La garde des lieux saints à Jérusalem

De son côté, le roi Abdallah II de Jordanie a déclaré que « la cause palestinienne doit rester la cause première et principale des Arabes. » Et d’ajouter : « ll ne peut y avoir de sécurité, de stabilité et de prospérité dans la région sans une solution juste et durable à la question palestinienne qui réponde aux aspirations du peuple palestinien d’établir un Etat palestinien indépendant sur les lignes du 4 juin 1967, avec Jérusalem-Est comme capitale, fondée sur la solution des deux Etats, l’Initiative de paix arabe, le droit international et les résolutions pertinentes des Nations unies. » L’initiative de paix de la Ligue des Etats arabes a été proposée en mars 2002 offrant à Israël une paix en échange du retrait des territoires occupés lors de la guerre de 1967, de la création d’un Etat palestinien avec Jérusalem-Est pour capitale.

Le roi a également évoqué les violations des lieux saints musulmans et chrétiens à Jérusalem, « visant à changer l’histoire et l’identité de la ville. » Il a ainsi réaffirmé que la Jordanie, conformément à la tutelle hachémite sur les lieux saints musulmans et chrétiens de Jérusalem « continuera d’assumer son rôle historique en matière de sauvegarde de ces lieux saints. »

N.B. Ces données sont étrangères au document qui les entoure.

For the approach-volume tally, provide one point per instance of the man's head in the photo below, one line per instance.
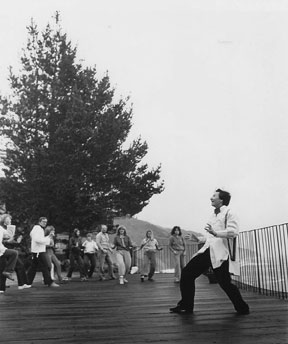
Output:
(103, 228)
(220, 197)
(43, 221)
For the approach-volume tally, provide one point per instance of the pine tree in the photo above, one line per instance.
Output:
(66, 157)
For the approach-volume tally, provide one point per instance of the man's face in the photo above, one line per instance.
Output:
(216, 202)
(43, 223)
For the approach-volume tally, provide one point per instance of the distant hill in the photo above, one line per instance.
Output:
(137, 229)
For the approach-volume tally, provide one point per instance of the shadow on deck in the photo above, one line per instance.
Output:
(106, 312)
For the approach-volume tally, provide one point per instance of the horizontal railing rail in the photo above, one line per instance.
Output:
(263, 260)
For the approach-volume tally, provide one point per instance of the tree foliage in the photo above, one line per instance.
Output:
(66, 157)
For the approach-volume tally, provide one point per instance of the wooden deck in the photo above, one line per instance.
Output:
(106, 312)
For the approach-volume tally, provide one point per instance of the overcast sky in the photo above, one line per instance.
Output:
(209, 86)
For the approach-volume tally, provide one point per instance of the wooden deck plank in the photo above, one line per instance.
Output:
(107, 312)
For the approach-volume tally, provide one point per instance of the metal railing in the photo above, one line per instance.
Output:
(263, 260)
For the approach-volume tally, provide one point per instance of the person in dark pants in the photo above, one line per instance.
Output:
(90, 251)
(75, 255)
(18, 244)
(8, 257)
(39, 255)
(222, 227)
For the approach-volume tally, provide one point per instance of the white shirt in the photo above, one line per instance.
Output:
(219, 251)
(102, 240)
(3, 234)
(38, 239)
(90, 246)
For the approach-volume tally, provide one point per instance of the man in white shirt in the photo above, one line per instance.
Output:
(222, 226)
(39, 256)
(105, 251)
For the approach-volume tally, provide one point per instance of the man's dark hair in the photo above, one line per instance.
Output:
(224, 196)
(174, 230)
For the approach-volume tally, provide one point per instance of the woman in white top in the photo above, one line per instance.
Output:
(150, 246)
(90, 250)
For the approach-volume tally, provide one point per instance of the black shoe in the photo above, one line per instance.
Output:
(8, 275)
(181, 310)
(244, 312)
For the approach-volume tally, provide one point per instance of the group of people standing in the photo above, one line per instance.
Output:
(82, 253)
(216, 253)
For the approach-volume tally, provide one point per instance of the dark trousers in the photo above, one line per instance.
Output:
(41, 260)
(149, 263)
(11, 259)
(195, 268)
(2, 277)
(8, 262)
(20, 271)
(90, 263)
(73, 259)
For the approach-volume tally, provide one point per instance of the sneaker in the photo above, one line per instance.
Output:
(180, 310)
(243, 312)
(134, 269)
(8, 275)
(54, 285)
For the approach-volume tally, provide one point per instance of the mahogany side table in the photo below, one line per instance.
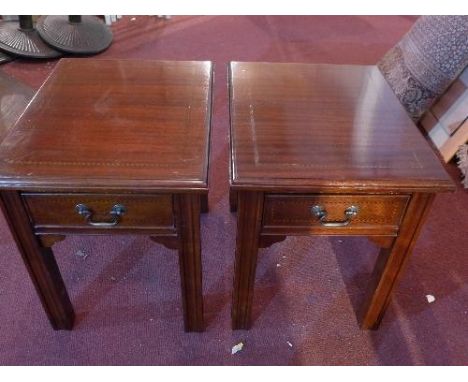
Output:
(325, 150)
(110, 147)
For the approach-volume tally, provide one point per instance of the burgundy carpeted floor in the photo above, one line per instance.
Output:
(126, 291)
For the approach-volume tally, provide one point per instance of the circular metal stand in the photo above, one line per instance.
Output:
(23, 40)
(75, 34)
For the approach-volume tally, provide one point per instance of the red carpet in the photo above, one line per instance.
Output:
(126, 291)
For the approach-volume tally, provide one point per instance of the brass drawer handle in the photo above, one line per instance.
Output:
(116, 211)
(321, 213)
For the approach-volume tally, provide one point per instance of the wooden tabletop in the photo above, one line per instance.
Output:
(324, 126)
(126, 124)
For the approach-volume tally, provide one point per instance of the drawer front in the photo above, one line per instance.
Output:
(373, 214)
(116, 211)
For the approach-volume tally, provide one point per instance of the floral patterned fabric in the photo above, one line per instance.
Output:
(424, 63)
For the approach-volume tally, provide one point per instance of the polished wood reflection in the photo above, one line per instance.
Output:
(328, 136)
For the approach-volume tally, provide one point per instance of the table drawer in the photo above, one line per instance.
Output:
(107, 211)
(334, 214)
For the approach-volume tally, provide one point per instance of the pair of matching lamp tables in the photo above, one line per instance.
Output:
(122, 147)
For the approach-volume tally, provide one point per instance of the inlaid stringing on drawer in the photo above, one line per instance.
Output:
(59, 210)
(377, 213)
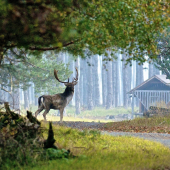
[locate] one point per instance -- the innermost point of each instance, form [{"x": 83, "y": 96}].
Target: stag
[{"x": 57, "y": 101}]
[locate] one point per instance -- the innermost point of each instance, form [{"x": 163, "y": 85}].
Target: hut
[{"x": 152, "y": 91}]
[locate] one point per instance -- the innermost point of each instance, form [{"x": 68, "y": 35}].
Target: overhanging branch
[{"x": 51, "y": 48}]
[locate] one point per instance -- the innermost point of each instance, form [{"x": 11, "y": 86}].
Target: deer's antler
[{"x": 55, "y": 74}]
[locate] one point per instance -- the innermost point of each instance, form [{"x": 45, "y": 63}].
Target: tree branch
[{"x": 51, "y": 48}]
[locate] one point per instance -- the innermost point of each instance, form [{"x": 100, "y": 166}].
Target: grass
[
  {"x": 101, "y": 152},
  {"x": 159, "y": 124}
]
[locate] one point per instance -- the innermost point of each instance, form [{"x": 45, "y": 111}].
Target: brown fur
[{"x": 57, "y": 101}]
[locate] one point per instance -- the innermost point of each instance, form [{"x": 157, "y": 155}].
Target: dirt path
[{"x": 157, "y": 137}]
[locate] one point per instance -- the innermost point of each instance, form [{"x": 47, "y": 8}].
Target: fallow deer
[{"x": 57, "y": 101}]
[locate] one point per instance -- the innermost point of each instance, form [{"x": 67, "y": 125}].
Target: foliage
[
  {"x": 40, "y": 71},
  {"x": 21, "y": 141},
  {"x": 106, "y": 152},
  {"x": 18, "y": 139},
  {"x": 42, "y": 25}
]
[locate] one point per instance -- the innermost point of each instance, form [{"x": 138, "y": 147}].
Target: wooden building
[{"x": 154, "y": 90}]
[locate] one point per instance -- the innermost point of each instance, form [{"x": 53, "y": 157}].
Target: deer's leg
[
  {"x": 39, "y": 110},
  {"x": 61, "y": 115},
  {"x": 45, "y": 113}
]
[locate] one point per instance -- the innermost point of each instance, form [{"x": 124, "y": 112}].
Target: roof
[{"x": 156, "y": 79}]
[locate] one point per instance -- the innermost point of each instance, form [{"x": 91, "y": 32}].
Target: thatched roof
[{"x": 156, "y": 82}]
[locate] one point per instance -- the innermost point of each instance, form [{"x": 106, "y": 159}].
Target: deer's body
[{"x": 57, "y": 101}]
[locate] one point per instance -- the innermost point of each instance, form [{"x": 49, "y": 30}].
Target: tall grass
[{"x": 102, "y": 152}]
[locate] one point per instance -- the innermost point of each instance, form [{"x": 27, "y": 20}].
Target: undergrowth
[{"x": 96, "y": 151}]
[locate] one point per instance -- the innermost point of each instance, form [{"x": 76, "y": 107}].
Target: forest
[
  {"x": 86, "y": 55},
  {"x": 101, "y": 83}
]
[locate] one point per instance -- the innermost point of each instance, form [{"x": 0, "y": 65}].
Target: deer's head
[{"x": 68, "y": 84}]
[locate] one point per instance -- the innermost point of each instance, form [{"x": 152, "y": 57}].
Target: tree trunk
[
  {"x": 109, "y": 85},
  {"x": 26, "y": 101},
  {"x": 16, "y": 96},
  {"x": 125, "y": 74},
  {"x": 139, "y": 77},
  {"x": 85, "y": 80},
  {"x": 90, "y": 86},
  {"x": 104, "y": 82},
  {"x": 96, "y": 81},
  {"x": 77, "y": 91}
]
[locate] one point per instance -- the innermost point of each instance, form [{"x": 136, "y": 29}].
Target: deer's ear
[
  {"x": 74, "y": 83},
  {"x": 66, "y": 84}
]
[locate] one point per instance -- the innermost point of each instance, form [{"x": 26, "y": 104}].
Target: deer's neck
[{"x": 68, "y": 92}]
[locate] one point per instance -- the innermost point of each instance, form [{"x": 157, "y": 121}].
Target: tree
[
  {"x": 162, "y": 61},
  {"x": 90, "y": 86},
  {"x": 77, "y": 91},
  {"x": 36, "y": 26},
  {"x": 126, "y": 73},
  {"x": 96, "y": 89},
  {"x": 109, "y": 84}
]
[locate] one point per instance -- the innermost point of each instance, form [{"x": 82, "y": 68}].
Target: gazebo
[{"x": 153, "y": 90}]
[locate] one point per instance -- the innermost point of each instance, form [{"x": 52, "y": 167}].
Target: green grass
[{"x": 103, "y": 152}]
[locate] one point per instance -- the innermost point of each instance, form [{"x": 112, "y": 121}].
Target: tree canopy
[{"x": 75, "y": 25}]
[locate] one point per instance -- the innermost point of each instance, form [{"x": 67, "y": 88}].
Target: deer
[{"x": 57, "y": 101}]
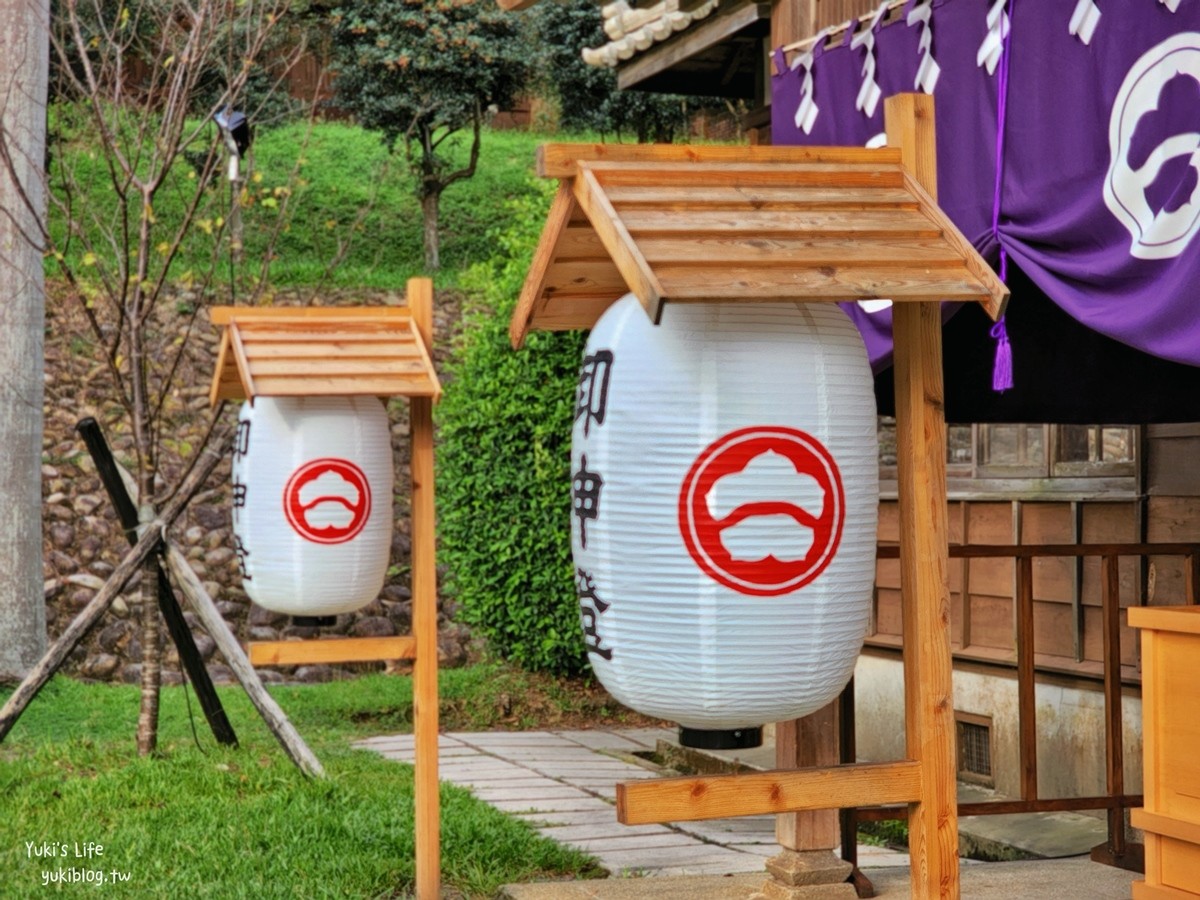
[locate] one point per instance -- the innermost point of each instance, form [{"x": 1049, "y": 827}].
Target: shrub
[{"x": 504, "y": 466}]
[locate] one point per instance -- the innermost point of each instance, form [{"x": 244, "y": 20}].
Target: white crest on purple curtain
[
  {"x": 1084, "y": 21},
  {"x": 1157, "y": 233},
  {"x": 993, "y": 46},
  {"x": 870, "y": 94},
  {"x": 928, "y": 70},
  {"x": 807, "y": 111}
]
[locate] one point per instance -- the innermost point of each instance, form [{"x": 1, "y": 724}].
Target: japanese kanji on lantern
[
  {"x": 312, "y": 480},
  {"x": 725, "y": 496}
]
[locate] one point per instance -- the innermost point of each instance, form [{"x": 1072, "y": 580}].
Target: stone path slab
[{"x": 563, "y": 783}]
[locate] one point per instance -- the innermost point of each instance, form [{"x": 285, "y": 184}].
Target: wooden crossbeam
[
  {"x": 685, "y": 799},
  {"x": 341, "y": 649}
]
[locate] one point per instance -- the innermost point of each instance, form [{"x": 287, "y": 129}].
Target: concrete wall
[{"x": 1071, "y": 725}]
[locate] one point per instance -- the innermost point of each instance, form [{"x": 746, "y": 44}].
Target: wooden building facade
[{"x": 1008, "y": 484}]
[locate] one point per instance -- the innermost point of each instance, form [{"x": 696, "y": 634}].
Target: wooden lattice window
[{"x": 975, "y": 747}]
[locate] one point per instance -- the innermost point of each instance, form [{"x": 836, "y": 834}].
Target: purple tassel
[{"x": 1002, "y": 370}]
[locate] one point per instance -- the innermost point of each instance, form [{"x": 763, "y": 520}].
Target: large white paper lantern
[
  {"x": 312, "y": 503},
  {"x": 725, "y": 495}
]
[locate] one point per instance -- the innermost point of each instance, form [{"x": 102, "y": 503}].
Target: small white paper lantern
[
  {"x": 725, "y": 496},
  {"x": 312, "y": 502}
]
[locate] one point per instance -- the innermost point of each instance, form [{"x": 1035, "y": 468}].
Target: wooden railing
[{"x": 1116, "y": 851}]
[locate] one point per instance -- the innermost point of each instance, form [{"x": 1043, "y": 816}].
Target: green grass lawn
[
  {"x": 199, "y": 820},
  {"x": 341, "y": 195}
]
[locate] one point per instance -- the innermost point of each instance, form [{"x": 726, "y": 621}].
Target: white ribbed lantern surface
[
  {"x": 312, "y": 502},
  {"x": 725, "y": 493}
]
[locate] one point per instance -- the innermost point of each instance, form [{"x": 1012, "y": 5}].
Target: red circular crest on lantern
[
  {"x": 328, "y": 501},
  {"x": 703, "y": 533}
]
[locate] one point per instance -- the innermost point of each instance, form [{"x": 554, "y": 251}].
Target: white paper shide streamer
[
  {"x": 993, "y": 46},
  {"x": 807, "y": 111},
  {"x": 1084, "y": 21},
  {"x": 312, "y": 502},
  {"x": 870, "y": 94},
  {"x": 724, "y": 509},
  {"x": 928, "y": 71}
]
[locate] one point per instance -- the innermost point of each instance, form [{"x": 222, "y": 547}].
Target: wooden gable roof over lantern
[
  {"x": 677, "y": 223},
  {"x": 299, "y": 352}
]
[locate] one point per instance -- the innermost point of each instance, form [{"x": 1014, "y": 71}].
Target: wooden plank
[
  {"x": 561, "y": 160},
  {"x": 825, "y": 285},
  {"x": 617, "y": 240},
  {"x": 225, "y": 315},
  {"x": 420, "y": 299},
  {"x": 306, "y": 333},
  {"x": 568, "y": 312},
  {"x": 749, "y": 175},
  {"x": 1026, "y": 701},
  {"x": 997, "y": 292},
  {"x": 810, "y": 742},
  {"x": 336, "y": 367},
  {"x": 588, "y": 275},
  {"x": 1179, "y": 828},
  {"x": 561, "y": 213},
  {"x": 684, "y": 799},
  {"x": 711, "y": 251},
  {"x": 760, "y": 197},
  {"x": 921, "y": 483},
  {"x": 1114, "y": 730},
  {"x": 385, "y": 347},
  {"x": 877, "y": 225},
  {"x": 580, "y": 241},
  {"x": 239, "y": 353},
  {"x": 225, "y": 376},
  {"x": 425, "y": 617},
  {"x": 318, "y": 652}
]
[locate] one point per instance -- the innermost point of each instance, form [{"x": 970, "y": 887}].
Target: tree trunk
[
  {"x": 430, "y": 215},
  {"x": 24, "y": 25},
  {"x": 151, "y": 660}
]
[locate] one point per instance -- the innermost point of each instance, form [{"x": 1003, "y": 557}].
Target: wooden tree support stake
[
  {"x": 149, "y": 540},
  {"x": 219, "y": 630},
  {"x": 127, "y": 514}
]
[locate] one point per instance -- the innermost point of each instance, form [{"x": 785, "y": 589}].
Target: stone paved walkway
[{"x": 564, "y": 784}]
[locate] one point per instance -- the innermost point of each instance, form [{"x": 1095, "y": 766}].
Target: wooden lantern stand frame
[
  {"x": 383, "y": 352},
  {"x": 726, "y": 225}
]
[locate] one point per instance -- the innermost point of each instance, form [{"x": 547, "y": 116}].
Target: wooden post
[
  {"x": 921, "y": 465},
  {"x": 1026, "y": 679},
  {"x": 802, "y": 743},
  {"x": 425, "y": 613}
]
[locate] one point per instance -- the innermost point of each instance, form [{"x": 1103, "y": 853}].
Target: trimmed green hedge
[{"x": 504, "y": 466}]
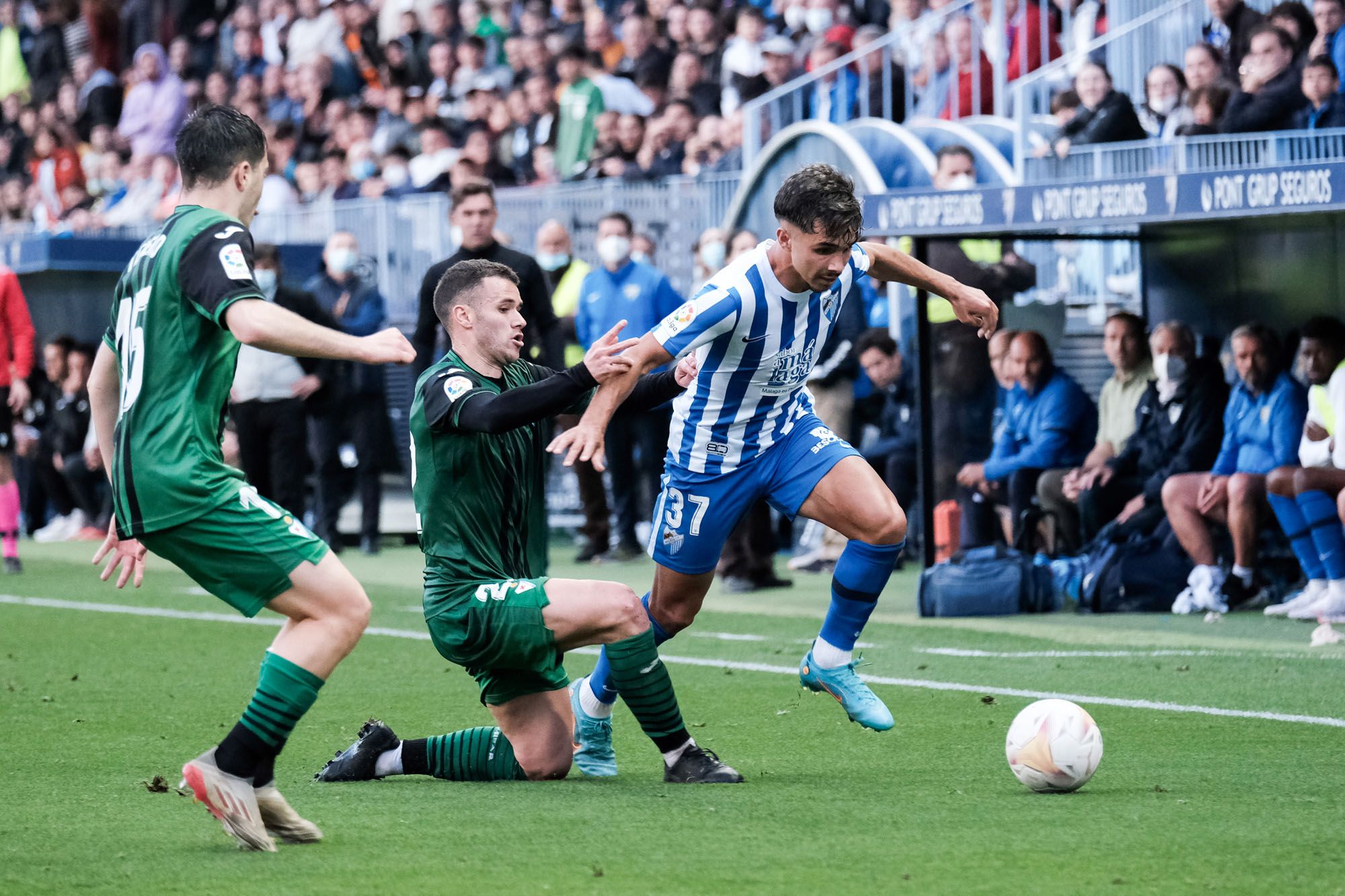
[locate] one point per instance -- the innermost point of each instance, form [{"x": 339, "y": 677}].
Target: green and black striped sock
[
  {"x": 473, "y": 754},
  {"x": 283, "y": 696},
  {"x": 645, "y": 685}
]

Le souverain jordanien, le même jour, avait salué dans un tweet l’appel conjoint du pape et du roi du Maroc sur Jérusalem, « qui souligne le statut de la noble Jérusalem en tant que symbole de la vie commune et de l’héritage humain. Jérusalem nous unit et ne nous divise jamais, et nous devons maintenir la ville comme voie menant à la paix. »

Abdallah II avait reçu l’avant-veille à Assise la Lampe de saint François « pour son action et son engagement visant à promouvoir les droits de l’homme, l’harmonie entre des religions différentes et l’accueil des réfugiés. »  Dans son discours, il avait redit le « devoir personnel et particulier » qui lui incombait « vis-à-vis de la sécurité et de l’avenir de la ville sainte. » Soulignant par ailleurs que « la Jordanie participe activement à la rénovation historique de précieux lieux saints musulmans et chrétiens, y compris l’église du Saint-Sépulcre. »

La tutelle hachémite a été confirmée par les accords de paix avec Israël de 1994. Et, en 2013, l’Autorité palestinienne a signé un accord avec la Jordanie reconnaissant le rôle de la Jordanie sur les lieux saints.

Certains observateurs laissent entendre que le « deal du siècle » du président Trump pour la paix au Moyen-Orient cherche à changer le statut actuel à Jérusalem-Est et notamment celui de l’Esplanade des mosquées sur laquelle l’Arabie Saoudite aurait des vues et qui pourrait se voir attribuer sa gestion.